A few months back, the advanced solars did not require iridium or UU and so hybrids were cheaper in regards to UU by a matter of those 12 units per eight.

Anyway, you want to use a loop to calculate this out. You can't really graph it 'cause your energy output doesn't scale up smoothly over time. I'll go with ComputerCraft's Lua, I guess, and ultimate solars.

local function timeWithXSolars(x)
  local timespent = 46666664800 / (512 * x)  -- Time to generate 100 plates with "x" solars.
  for i=1,x-1 do timespent = 8616666322 / (512 * i) + timespent end  -- Time to generate "x" solars, excluding the first.
  -- You may want to add in the amount of time it'll take your non-solar sources to generate your first solar here.
  return timespent
end
 
local lastTimeCost = 100000000  -- One ultimate should generate 100 plates in less then a hundred million ticks.
local curTimeCost = 0
local count = 1  -- A counter to track how many solars we're building.
 
while true do
  curTimeCost = timeWithXSolars(count)  -- How long would it take if I made "count" solars?
  if curTimeCost > lastTimeCost then break end  -- If it's more then it would've taken with "count"-1 solars, stop looping.
  lastTimeCost = curTimeCost  -- Otherwise, note that value down ready for the next check.
  count = count + 1
end
 
print("If I make "..(count-1).." solars I should have 100 plates in "..lastTimeCost.." ticks. Any other amount of solars will take longer.")

I think that's about right.

A few notes;

Ultimate solars take 8,616,666,322EU each to create, assuming the matter fabricator produces all 65 iridium ingots (455 UU), the 10 bits of sunnarium (60 UU), and the one sunnarium part (2 UU). This is not accounting for any EU spent of producing scrap or other materials.

This system does not assume that the advanced solars are being made and put onto the grid ASAP, then slowly upgraded to ultimates. Though you can probably see how to adapt it to do so, the code is a bit verbose and I can't be bothered typing it out right now. It also assumes the solars are producing EU full speed at all times; really they produce an average of (512 + 64) / 2 = 288EU per tick, assuming no rain or unexpected changes to the server time (eg, players using beds).

Because it assumes UU is the only "cost", this system will probably tell you regular hybrids would be faster, advanced ones faster still, and that plain ones could do it instantly. This is because the less UU it takes per solar, the less time it takes to get each solar onto the grid producing more solars. Ultimates are always going to be cheaper in the long run.

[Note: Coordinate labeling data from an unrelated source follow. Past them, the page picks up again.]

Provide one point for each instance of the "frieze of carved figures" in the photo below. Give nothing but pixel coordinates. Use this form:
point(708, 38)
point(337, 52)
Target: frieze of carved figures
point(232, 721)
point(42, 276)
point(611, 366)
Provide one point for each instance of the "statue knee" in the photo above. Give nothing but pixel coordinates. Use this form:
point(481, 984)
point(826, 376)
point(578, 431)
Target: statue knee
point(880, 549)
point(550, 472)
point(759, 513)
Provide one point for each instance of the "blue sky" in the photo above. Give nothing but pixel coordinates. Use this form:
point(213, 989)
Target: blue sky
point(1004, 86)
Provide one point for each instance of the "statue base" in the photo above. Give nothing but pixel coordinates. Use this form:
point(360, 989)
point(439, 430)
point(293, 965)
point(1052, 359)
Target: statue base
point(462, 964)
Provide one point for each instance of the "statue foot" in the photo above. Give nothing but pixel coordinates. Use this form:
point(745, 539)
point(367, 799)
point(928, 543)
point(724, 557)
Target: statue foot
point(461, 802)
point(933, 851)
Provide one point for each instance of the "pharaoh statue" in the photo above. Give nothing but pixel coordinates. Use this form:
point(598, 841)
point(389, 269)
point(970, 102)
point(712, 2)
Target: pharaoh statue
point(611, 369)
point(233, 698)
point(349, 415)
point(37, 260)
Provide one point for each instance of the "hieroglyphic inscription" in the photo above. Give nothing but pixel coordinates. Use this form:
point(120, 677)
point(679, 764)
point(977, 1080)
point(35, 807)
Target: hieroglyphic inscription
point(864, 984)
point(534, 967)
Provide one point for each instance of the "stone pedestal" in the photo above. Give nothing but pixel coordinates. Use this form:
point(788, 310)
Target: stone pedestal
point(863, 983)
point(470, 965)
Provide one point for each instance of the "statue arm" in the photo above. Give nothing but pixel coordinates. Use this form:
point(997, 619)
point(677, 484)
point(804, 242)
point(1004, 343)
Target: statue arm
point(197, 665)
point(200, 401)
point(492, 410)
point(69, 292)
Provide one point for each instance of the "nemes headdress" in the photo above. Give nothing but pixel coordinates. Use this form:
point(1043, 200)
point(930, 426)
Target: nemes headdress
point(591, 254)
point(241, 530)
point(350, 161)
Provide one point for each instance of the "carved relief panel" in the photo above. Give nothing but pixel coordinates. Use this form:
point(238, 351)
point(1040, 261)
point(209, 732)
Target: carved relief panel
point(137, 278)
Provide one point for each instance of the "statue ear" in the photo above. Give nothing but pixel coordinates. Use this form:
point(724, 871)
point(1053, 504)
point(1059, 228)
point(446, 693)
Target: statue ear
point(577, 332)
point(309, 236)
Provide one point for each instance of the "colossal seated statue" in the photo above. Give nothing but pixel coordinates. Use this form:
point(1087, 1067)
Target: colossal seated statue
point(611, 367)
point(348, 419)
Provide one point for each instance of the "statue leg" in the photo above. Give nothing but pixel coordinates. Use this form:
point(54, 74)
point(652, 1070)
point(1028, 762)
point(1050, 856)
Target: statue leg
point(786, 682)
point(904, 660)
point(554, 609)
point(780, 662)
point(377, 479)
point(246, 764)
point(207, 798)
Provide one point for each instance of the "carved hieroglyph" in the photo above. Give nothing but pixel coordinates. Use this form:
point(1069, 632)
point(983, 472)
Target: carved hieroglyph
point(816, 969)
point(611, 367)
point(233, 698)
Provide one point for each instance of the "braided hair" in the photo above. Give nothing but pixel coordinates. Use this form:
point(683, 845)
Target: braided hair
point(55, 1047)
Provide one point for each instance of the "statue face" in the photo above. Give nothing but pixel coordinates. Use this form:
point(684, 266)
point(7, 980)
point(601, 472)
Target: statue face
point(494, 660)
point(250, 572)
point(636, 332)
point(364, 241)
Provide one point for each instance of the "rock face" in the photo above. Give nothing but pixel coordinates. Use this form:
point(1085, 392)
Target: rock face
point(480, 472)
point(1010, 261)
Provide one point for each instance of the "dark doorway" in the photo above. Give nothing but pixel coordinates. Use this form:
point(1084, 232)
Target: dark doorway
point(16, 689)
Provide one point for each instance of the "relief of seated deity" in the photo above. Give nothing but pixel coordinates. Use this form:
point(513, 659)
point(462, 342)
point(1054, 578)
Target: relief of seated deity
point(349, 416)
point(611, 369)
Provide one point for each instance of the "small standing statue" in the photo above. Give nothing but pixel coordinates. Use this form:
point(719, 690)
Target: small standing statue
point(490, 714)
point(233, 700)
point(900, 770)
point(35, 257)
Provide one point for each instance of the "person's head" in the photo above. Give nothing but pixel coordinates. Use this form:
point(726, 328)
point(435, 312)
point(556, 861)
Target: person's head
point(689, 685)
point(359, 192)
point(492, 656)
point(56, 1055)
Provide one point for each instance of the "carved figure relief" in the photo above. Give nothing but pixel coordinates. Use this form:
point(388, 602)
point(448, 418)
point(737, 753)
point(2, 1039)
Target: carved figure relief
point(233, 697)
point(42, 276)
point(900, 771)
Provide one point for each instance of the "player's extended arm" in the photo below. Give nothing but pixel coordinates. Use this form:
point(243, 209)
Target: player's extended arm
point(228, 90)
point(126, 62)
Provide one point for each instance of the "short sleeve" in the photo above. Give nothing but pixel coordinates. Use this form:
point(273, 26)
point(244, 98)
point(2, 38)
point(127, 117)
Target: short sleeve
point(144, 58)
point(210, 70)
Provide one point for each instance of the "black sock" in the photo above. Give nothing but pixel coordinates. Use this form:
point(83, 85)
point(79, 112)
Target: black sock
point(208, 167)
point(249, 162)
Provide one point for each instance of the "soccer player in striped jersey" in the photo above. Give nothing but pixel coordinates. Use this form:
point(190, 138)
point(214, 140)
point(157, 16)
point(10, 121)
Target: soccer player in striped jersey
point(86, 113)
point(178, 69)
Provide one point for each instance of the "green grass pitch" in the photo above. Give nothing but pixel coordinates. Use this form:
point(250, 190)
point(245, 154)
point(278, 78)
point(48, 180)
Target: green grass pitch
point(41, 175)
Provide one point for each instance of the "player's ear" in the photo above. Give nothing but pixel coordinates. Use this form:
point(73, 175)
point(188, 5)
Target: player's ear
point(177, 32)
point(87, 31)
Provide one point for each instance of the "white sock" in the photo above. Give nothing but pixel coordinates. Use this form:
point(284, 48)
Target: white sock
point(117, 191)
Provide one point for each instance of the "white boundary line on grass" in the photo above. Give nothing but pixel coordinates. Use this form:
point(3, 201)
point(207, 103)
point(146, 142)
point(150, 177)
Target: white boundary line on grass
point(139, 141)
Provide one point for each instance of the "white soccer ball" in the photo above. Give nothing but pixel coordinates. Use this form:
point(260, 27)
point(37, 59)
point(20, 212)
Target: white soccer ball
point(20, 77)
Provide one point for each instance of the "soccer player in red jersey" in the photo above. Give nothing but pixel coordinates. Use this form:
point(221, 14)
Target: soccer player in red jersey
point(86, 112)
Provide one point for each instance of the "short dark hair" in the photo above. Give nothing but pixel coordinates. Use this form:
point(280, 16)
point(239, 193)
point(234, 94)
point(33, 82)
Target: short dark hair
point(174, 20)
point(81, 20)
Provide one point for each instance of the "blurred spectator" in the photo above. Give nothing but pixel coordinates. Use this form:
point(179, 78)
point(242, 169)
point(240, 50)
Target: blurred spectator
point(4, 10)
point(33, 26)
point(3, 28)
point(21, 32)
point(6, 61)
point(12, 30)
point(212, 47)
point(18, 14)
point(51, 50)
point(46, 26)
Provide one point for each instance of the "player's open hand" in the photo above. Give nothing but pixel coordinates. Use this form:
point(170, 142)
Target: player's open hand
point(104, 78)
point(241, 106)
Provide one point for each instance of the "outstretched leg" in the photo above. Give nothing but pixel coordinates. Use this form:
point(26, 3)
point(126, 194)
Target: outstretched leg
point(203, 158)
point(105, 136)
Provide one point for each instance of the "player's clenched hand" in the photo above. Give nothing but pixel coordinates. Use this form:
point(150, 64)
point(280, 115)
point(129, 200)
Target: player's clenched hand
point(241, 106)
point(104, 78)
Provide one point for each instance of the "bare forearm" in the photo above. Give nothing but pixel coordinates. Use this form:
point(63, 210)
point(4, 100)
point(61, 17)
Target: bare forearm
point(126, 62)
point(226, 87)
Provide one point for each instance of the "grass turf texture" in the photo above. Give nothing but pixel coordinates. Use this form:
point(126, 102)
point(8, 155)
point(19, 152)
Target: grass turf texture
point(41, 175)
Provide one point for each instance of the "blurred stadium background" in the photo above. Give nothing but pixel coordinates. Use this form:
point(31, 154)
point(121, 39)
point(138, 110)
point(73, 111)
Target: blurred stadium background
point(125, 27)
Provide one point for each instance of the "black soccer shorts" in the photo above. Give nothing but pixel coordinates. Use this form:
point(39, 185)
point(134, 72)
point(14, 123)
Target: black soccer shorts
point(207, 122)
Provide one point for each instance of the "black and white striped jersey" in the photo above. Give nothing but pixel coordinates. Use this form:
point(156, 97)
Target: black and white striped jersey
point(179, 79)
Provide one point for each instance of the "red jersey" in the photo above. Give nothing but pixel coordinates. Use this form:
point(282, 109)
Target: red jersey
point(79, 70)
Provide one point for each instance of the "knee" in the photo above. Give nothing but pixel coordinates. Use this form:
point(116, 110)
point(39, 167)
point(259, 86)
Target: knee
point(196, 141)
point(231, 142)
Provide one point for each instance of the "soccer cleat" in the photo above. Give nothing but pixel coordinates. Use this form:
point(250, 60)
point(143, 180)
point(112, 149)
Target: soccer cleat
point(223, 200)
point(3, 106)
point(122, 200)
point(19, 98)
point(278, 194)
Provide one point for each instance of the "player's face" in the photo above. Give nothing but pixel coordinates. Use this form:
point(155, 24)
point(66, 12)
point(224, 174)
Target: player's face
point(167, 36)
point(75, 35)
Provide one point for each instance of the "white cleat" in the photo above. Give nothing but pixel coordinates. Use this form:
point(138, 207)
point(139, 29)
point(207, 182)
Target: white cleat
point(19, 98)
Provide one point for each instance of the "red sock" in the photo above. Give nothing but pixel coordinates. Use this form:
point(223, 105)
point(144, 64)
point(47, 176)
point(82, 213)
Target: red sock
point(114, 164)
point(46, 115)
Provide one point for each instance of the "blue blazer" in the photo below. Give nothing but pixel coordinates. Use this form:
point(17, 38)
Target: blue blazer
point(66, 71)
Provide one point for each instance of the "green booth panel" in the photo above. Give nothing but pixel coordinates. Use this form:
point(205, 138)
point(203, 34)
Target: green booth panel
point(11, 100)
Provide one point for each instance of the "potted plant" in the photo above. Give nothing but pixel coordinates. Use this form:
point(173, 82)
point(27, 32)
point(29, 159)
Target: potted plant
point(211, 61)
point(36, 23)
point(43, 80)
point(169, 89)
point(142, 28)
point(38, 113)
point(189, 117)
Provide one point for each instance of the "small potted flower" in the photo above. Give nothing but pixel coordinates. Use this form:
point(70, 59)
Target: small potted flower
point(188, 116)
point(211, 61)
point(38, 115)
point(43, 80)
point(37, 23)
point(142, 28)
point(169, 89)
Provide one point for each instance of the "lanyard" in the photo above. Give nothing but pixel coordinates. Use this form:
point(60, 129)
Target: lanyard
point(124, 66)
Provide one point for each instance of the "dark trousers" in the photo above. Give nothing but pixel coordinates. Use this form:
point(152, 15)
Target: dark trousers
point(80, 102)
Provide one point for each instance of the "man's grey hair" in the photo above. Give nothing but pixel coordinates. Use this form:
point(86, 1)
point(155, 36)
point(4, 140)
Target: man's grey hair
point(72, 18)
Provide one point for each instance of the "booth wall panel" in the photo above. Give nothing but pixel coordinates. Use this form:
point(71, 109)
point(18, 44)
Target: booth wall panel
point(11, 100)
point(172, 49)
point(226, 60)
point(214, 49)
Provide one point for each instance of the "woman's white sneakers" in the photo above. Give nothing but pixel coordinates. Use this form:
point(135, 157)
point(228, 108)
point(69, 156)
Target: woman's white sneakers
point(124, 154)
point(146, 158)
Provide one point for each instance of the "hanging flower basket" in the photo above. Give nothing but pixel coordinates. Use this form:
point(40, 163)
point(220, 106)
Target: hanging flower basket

You need about as much uranium per solar as you do iridium. In fact, off the top of my head, I believe the cost is identical - ultimates again need less then eight regular hybrids do.

 

[zedekblue]

Hmm... That could work. Not exactly what I was looking for, but it might work.
Also
This is what my formulas are.
I haven't actually been calculating the UU matter for the sunnarium, although I probably should have been. I might have to change some of the formulas to account for them.

 

[Harvest88]

How much eu in total would it's cost to produce an Ultimate panel for every material needed including using recyclers without Overclockers for amplifying? As well as powering all the machines to do it most efficiently? (without any overclockers) Cause I only heard for the UUm and irriduim alone is 100 hours of max solar output.

 

[Bomb Bloke]

The short answer is "it can't be done"; it takes a random amount of effort to acquire resources, so the best anyone can do is an average estimate based on their personal collection methods. And no, you can't just generate the whole panel out of UU. Uranium is the biggest stumbling block there.